Resolving when microformats are actually in use

One solution to this issue is simply to include the <a rel="profile" href="link to XMDP">powered by microformat xyz</a> within the container element for the microformat. The XMDP spec could then specify that when the <a> element is used in this way, it indicates that the microformat is used by the element containing the <a> element.
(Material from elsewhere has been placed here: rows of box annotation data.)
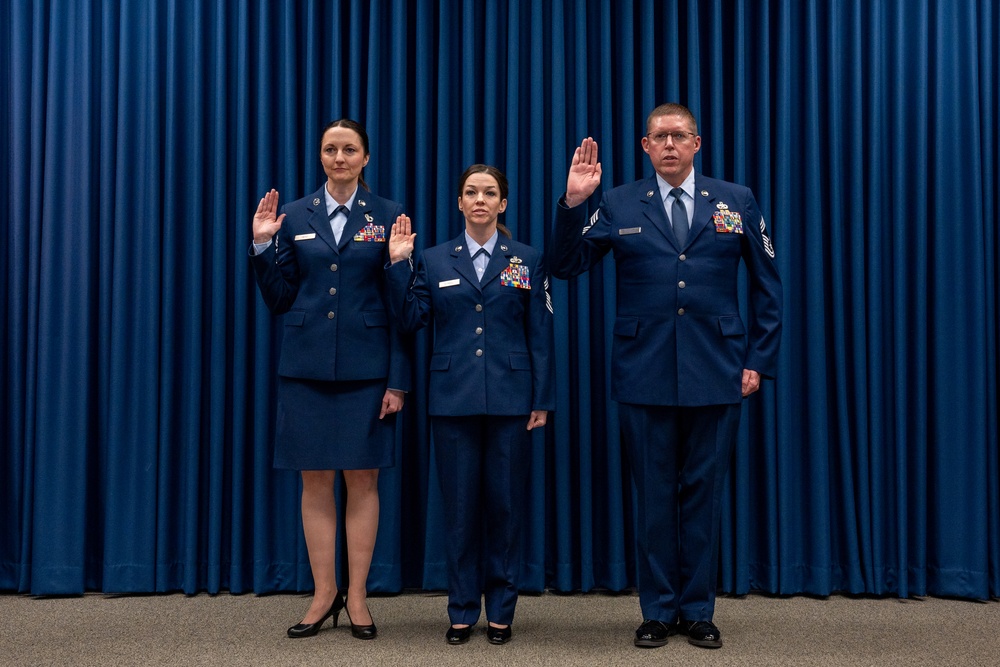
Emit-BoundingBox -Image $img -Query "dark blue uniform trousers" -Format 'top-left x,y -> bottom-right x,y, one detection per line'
619,403 -> 740,623
431,415 -> 531,625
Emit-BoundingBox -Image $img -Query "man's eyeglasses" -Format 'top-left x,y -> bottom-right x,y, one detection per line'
646,132 -> 695,144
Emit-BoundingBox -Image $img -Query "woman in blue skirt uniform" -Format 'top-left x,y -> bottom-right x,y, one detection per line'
386,164 -> 555,644
250,119 -> 410,639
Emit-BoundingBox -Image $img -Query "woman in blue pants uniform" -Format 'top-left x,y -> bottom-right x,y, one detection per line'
250,119 -> 410,639
386,164 -> 555,644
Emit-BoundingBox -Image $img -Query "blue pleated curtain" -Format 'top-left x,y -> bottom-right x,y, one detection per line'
0,0 -> 1000,598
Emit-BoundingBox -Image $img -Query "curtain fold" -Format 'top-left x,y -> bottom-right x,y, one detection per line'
0,0 -> 1000,599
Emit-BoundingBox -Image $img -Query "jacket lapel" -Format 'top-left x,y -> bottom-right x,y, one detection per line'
473,236 -> 510,287
451,234 -> 480,289
309,186 -> 337,252
639,176 -> 680,250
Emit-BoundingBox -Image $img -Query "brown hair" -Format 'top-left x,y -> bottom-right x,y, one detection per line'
646,102 -> 698,134
458,164 -> 514,239
319,118 -> 371,192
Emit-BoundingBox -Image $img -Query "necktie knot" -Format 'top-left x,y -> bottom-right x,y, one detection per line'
670,188 -> 688,247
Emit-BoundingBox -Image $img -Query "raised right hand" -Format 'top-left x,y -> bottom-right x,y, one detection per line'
566,137 -> 601,208
389,215 -> 417,264
253,189 -> 285,243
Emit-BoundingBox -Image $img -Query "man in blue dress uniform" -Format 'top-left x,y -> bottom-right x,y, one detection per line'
551,104 -> 781,648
There are, however, several clear issues with this proposal:

  • Not every microformat has a container element. Consider reltag one of the most widely used microformats.
  • To some extent, using microformats adds to the cost of writing the document. It's like filling in a form just to write your thoughts. Putting <a> elements with each microformat adds unwanted links on top of that.

Parsing microformats

Editor's note: should this section be moved to a different document on parsing microformats? This is not specifically about XMDP - Tantek

Microformat parsing mechanisms that depend on documents having even minimal xml properties like well-formedness may fail when consuming non-well-formed content. Tidy may be a useful work around. In particular Brian Suda's frequently cited X2V hCard and hCalendar discovery and transformation prototypes use XSLT, and "tidy" any non-well-formed input before processing it.

Most microformats tend to be agnostic about things like exact element type used.

Developers can use tools like XPATH that assume well-formedness on well-formed content (from the web or by using tidy). Mark Pilgrim's example universal feed parser suggests that it may be possible to sanitize user html to an extent that it is suitable for later processing as xml.